I termini “amore” e “cuore” rappresentano - in una certa misura - i capisaldi degli Scritti del santo d’Assisi poiché egli stesso ascoltava con profondità il suo cuore e agiva secondo i suoi consigli; consigli che erano nel suo costato, che giungevano da altro costato ancor più grande, quello di Gesù. Se volessimo esprimere tutto questo in una metafora, si potrebbe sintetizzare - all’incirca - con questa immagine: pensiamo al Sacro Cuore di Gesù che irradia i suoi raggi-messaggi d’amore; questi, vanno a colpire il piccolo cuore di Francesco che a contatto con simili dardi infuocati, si accende e si dilata così da cogliere e accogliere il Sacro Cuore. Ma al contempo è lo stesso Sacro Cuore a custodire quello di San Francesco. E’ un gioco di specchi, composti di luce e d’amore che si riflettono nel cuore.
E per amare c’è bisogno di un cuore limpido, pulito, puro. È San Francesco che scrive, nella sua Regola non bollata del 1221: “Nella santa carità, che è Dio, prego tutti i frati, sia i ministri che gli altri, che, allontanato ogni impedimento e messa da parte ogni preoccupazione e ogni affanno, in qualunque modo meglio possono, si impegnino a servire, amare, adorare e onorare il Signore Iddio, con cuore puro e con mente pura, ciò che egli stesso domanda sopra tutte le cose”. E, ancora: “Tutti amiamo con tutto il cuore, con tutta l’anima, con tutta la mente, con tutta la capacità e la fortezza, con tutta l’intelligenza, con tutte le forze, con tutto lo slancio, tutto l’affetto, tutti i sentimenti più profondi, tutti i desideri e la volontà il Signore Iddio, il quale a tutti noi ha dato e dà tutto il corpo, tutta l’anima e tutta la vita; che ci ha creati, redenti, e ci salverà per sua sola misericordia”.
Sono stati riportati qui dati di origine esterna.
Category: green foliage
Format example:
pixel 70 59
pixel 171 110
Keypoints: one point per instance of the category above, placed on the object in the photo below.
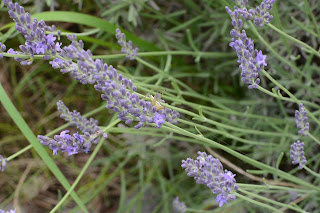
pixel 184 48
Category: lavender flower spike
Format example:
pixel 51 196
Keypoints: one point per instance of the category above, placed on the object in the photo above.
pixel 3 164
pixel 118 91
pixel 297 154
pixel 301 120
pixel 10 211
pixel 208 170
pixel 126 46
pixel 2 49
pixel 251 60
pixel 82 123
pixel 34 32
pixel 178 206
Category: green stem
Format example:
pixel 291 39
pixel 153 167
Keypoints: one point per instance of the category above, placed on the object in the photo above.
pixel 240 156
pixel 289 94
pixel 314 138
pixel 314 21
pixel 295 40
pixel 27 132
pixel 271 201
pixel 257 203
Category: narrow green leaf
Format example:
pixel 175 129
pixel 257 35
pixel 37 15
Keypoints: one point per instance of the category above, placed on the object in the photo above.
pixel 25 129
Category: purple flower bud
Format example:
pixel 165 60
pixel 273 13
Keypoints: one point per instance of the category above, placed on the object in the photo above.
pixel 297 154
pixel 3 164
pixel 126 46
pixel 301 120
pixel 208 170
pixel 178 206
San Francesco aveva un cuore puro e desiderava che anche i suoi frati lo avessero. Per amare i fratelli, per amare Cristo, non può esserci se non un cuore limpido. E i “puri di cuore” sono soprattutto i bambini che amano senza misura, con semplicità. Viene in mente, allora, uno dei graffiti più famosi dello street artist Banksy: una bambina fa volare il suo palloncino a forma di cuore; quel palloncino va in alto; lo perde; lo guarda con sorpresa e accenna un sorriso. In fondo, sembra quasi contenta di “perdere” quel cuore. Così è stato per San Francesco, bambino puro, contento di donare il proprio cuore a chiunque perché “è donando che si riceve”.